1. The NT writers and Jesus Himself accepted the traditional understanding of the prophecy (cp. Mt 24: 15 and Mk 13: 14; Mt 26: 64 and Mk 14: 62 and Lk 22: 69; Heb 11: 33-34).

2. The book professes to have been written by Daniel (see 7: 1; 12: 4), to be an account of a historical individual who experienced the exile and lived in Babylon, and to predict future events (e.g., 2: 29-45; 7: 2,15-27; 8: 15-26; 9: 24-27; 10: 14; 11: 2– 12: 4).

3. One of the eight manuscripts of Daniel discovered at Qumran (4QDanc) has been dated to about 125 b.c. and may have been written earlier. Some scholars have argued that there would have been insufficient time for the book of Daniel to have gained such widespread acceptance if it were written only 40 years previously.

4. The Septuagint was the Greek translation of the OT produced in Alexandria, Egypt, that came to be used widely by the Jews of the Diaspora. Scholars generally agree that at least the Pentateuch (first five books) was translated in the middle of the third century b.c., but it is likely that all the Bible books were translated into Greek about the same time. If so, a second century date for Daniel is impossible. According to the critical view, only 30 years after it was written, the book of Daniel was received into the canon and carried to Alexandria, approximately 300 miles away, and there translated into Greek. Such a proposal seems unlikely.

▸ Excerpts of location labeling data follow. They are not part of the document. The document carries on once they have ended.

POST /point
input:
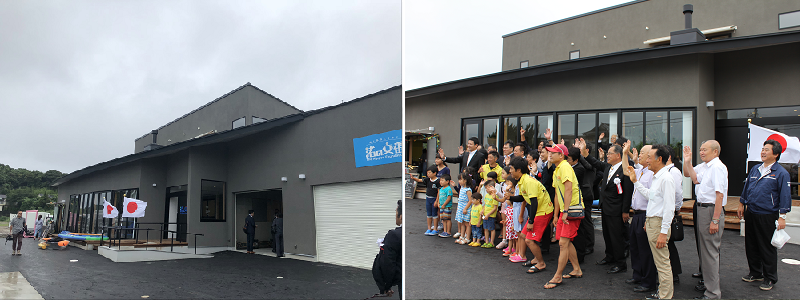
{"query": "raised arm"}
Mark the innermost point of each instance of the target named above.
(688, 169)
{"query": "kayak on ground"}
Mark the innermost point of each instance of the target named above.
(82, 236)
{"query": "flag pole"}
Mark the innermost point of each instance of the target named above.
(746, 161)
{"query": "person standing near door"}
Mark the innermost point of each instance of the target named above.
(277, 228)
(250, 228)
(16, 229)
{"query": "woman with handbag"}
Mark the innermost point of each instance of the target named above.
(570, 205)
(17, 228)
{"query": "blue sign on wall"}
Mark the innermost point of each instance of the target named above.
(379, 149)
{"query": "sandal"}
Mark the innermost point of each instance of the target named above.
(535, 270)
(555, 284)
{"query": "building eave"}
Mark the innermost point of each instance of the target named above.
(712, 46)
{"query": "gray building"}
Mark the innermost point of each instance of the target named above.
(249, 150)
(634, 70)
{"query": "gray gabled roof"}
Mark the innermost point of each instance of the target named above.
(220, 137)
(220, 98)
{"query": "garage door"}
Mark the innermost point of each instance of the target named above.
(351, 217)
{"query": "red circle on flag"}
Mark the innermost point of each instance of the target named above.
(779, 138)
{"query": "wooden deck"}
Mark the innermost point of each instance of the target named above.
(140, 243)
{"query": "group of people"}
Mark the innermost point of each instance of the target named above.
(276, 230)
(543, 196)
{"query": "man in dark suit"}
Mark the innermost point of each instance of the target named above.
(387, 268)
(250, 227)
(472, 158)
(585, 174)
(616, 191)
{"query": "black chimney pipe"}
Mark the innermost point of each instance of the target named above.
(687, 15)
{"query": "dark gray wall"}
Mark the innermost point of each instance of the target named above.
(245, 102)
(208, 163)
(320, 146)
(624, 28)
(665, 82)
(761, 77)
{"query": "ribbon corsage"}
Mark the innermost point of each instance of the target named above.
(618, 183)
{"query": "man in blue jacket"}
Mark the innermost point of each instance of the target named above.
(766, 198)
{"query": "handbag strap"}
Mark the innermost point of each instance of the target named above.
(570, 200)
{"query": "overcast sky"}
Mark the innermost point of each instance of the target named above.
(81, 80)
(447, 40)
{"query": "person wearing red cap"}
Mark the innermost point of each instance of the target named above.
(567, 194)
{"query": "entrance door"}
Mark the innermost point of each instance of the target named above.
(265, 204)
(733, 137)
(175, 216)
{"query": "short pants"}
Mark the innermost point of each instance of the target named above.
(445, 214)
(430, 209)
(477, 233)
(488, 224)
(540, 223)
(567, 230)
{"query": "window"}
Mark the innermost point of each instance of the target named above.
(680, 134)
(575, 54)
(490, 130)
(238, 123)
(752, 113)
(566, 130)
(789, 19)
(656, 127)
(587, 129)
(212, 201)
(529, 124)
(632, 123)
(258, 120)
(510, 131)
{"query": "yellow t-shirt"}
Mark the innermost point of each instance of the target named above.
(529, 188)
(564, 173)
(490, 203)
(485, 169)
(475, 215)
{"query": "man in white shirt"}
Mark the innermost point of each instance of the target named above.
(674, 256)
(660, 210)
(711, 180)
(645, 274)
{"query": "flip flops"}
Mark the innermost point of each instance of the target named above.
(517, 258)
(555, 284)
(535, 270)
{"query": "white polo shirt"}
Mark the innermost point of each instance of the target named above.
(712, 177)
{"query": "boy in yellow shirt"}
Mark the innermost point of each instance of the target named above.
(490, 203)
(475, 219)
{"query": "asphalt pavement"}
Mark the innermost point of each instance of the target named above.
(438, 268)
(227, 275)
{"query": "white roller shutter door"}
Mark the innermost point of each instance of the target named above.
(351, 217)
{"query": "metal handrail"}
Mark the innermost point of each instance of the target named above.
(147, 231)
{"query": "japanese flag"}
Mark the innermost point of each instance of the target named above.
(133, 208)
(109, 211)
(758, 135)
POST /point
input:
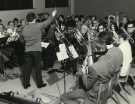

5. Ezekiel, the sixth-century prophet, mentioned Daniel three times in his book (Ezk 14: 14, 20; 28: 3)— seemingly clear verification of the traditional view. Critical scholars, however, insist Ezekiel was speaking of a mythological hero named Danel who appears in the ancient Ugaritic epic “The Tale of Aqhat.” A decisive argument against such a theory is that the epic Danel was an idolater, hardly a model of faithfulness to Israel’s God. Ezekiel must have been referring to the author of the book of Daniel. If so, the historicity of Daniel and his book would seem to be established.